Vérifiez la ligne de TVA du devis à Couëron : 5,5 % pour la rénovation d'un bâti antérieur à 1948 sur un logement de plus de deux ans, soit 1 291 € sur un montant de 24 765 € TTC. Le taux réduit s'applique aussi à la main-d'œuvre et aux matériaux fournis par l'entreprise.
La densité de diagnostics renseigne sur la maturité du marché : 4 969 DPE publiés par l'ADEME à Couëron, soit 498 pour 1 000 résidences principales. Un tel volume conditionne les délais de un artisan formé aux enduits chaux-chanvre, dont l'intervention sur la rénovation d'un bâti antérieur à 1948 dure dix à seize semaines.

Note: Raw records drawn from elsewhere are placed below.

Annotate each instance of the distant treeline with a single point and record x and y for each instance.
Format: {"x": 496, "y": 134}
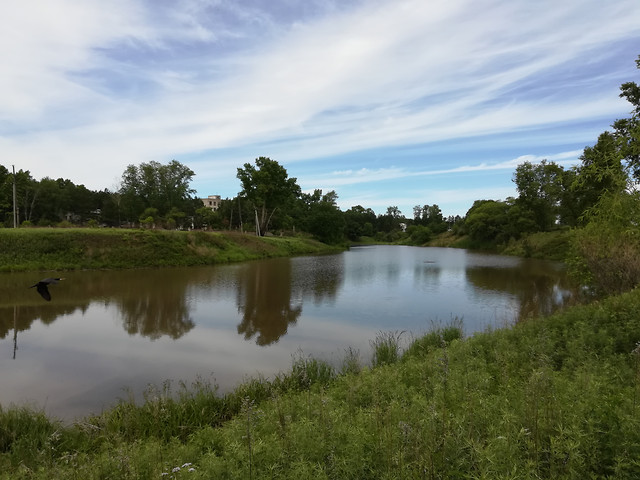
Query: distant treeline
{"x": 599, "y": 192}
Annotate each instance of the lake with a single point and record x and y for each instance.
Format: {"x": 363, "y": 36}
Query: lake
{"x": 105, "y": 333}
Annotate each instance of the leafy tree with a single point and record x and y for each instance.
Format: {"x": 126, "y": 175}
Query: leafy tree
{"x": 601, "y": 171}
{"x": 540, "y": 191}
{"x": 391, "y": 220}
{"x": 153, "y": 185}
{"x": 608, "y": 246}
{"x": 627, "y": 130}
{"x": 6, "y": 196}
{"x": 359, "y": 222}
{"x": 486, "y": 221}
{"x": 324, "y": 220}
{"x": 268, "y": 187}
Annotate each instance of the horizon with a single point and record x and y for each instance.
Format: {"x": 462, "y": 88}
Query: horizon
{"x": 388, "y": 103}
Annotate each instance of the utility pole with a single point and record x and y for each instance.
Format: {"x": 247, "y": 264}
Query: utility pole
{"x": 15, "y": 216}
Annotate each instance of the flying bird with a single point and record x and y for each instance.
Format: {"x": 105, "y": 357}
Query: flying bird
{"x": 42, "y": 285}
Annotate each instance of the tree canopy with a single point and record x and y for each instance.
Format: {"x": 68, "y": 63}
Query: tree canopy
{"x": 268, "y": 187}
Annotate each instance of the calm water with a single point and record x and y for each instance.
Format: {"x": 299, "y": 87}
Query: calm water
{"x": 105, "y": 331}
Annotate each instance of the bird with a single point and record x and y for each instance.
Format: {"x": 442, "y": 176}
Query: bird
{"x": 42, "y": 285}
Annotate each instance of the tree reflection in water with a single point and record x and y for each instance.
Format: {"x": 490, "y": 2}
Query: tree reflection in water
{"x": 539, "y": 292}
{"x": 156, "y": 307}
{"x": 264, "y": 299}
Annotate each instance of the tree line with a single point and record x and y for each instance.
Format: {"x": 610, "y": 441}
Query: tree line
{"x": 156, "y": 195}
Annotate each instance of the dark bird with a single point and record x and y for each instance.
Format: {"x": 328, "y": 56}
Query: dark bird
{"x": 42, "y": 285}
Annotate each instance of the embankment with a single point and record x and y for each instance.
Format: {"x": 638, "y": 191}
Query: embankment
{"x": 72, "y": 249}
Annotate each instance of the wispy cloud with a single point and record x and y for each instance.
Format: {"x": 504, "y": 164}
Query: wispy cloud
{"x": 90, "y": 87}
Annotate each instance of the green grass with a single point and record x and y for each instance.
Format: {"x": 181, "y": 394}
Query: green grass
{"x": 549, "y": 398}
{"x": 69, "y": 249}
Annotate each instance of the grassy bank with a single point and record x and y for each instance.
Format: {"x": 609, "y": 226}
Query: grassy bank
{"x": 69, "y": 249}
{"x": 554, "y": 245}
{"x": 550, "y": 398}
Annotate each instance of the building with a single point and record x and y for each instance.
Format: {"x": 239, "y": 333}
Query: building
{"x": 212, "y": 202}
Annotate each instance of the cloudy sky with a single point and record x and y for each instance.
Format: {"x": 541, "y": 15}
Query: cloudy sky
{"x": 387, "y": 102}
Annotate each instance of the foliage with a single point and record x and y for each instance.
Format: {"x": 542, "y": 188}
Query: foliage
{"x": 320, "y": 216}
{"x": 156, "y": 186}
{"x": 549, "y": 398}
{"x": 66, "y": 249}
{"x": 608, "y": 247}
{"x": 540, "y": 191}
{"x": 268, "y": 187}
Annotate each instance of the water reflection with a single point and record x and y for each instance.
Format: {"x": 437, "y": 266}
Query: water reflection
{"x": 264, "y": 299}
{"x": 269, "y": 295}
{"x": 105, "y": 330}
{"x": 539, "y": 287}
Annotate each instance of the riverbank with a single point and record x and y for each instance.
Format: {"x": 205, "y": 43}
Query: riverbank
{"x": 73, "y": 249}
{"x": 557, "y": 397}
{"x": 554, "y": 245}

Solde du dossier à Couëron : la pièce déterminante est le relevé d'humidité des maçonneries avant fermeture. Sans elle, aucun versement, alors même que l'aide en jeu atteint 32 000 € au taux le plus favorable sur une assiette de 40 000 € HT.
La part de propriétaires occupants — 66 % à Couëron — dessine le volume de projets réellement engageables à court terme sur la rénovation d'un bâti antérieur à 1948, soit environ 6 533 logements. Le reste du parc suppose un montage locatif, avec ses propres conditions d'éligibilité.
Sur la durée de vie de l'ouvrage, la rénovation d'un bâti antérieur à 1948 à Couëron suppose une perméance compatible avec un mur capillaire (µ faible) maintenu dans le temps. Rapporté à vingt ans d'usage, le poste chiffré à 24 765 € revient à 1 238 € par an avant aides, montant à mettre en regard de l'économie de facture et non du seul prix d'achat.
Ce qu'il reste à payer, mois par mois : sur le cas type à Couëron, 6 000 € après aides, soit de l'ordre de 35 € mensuels sur quinze ans en prêt à taux zéro. L'économie de facture attendue, 1 530 € par an, absorbe une part significative de cette mensualité.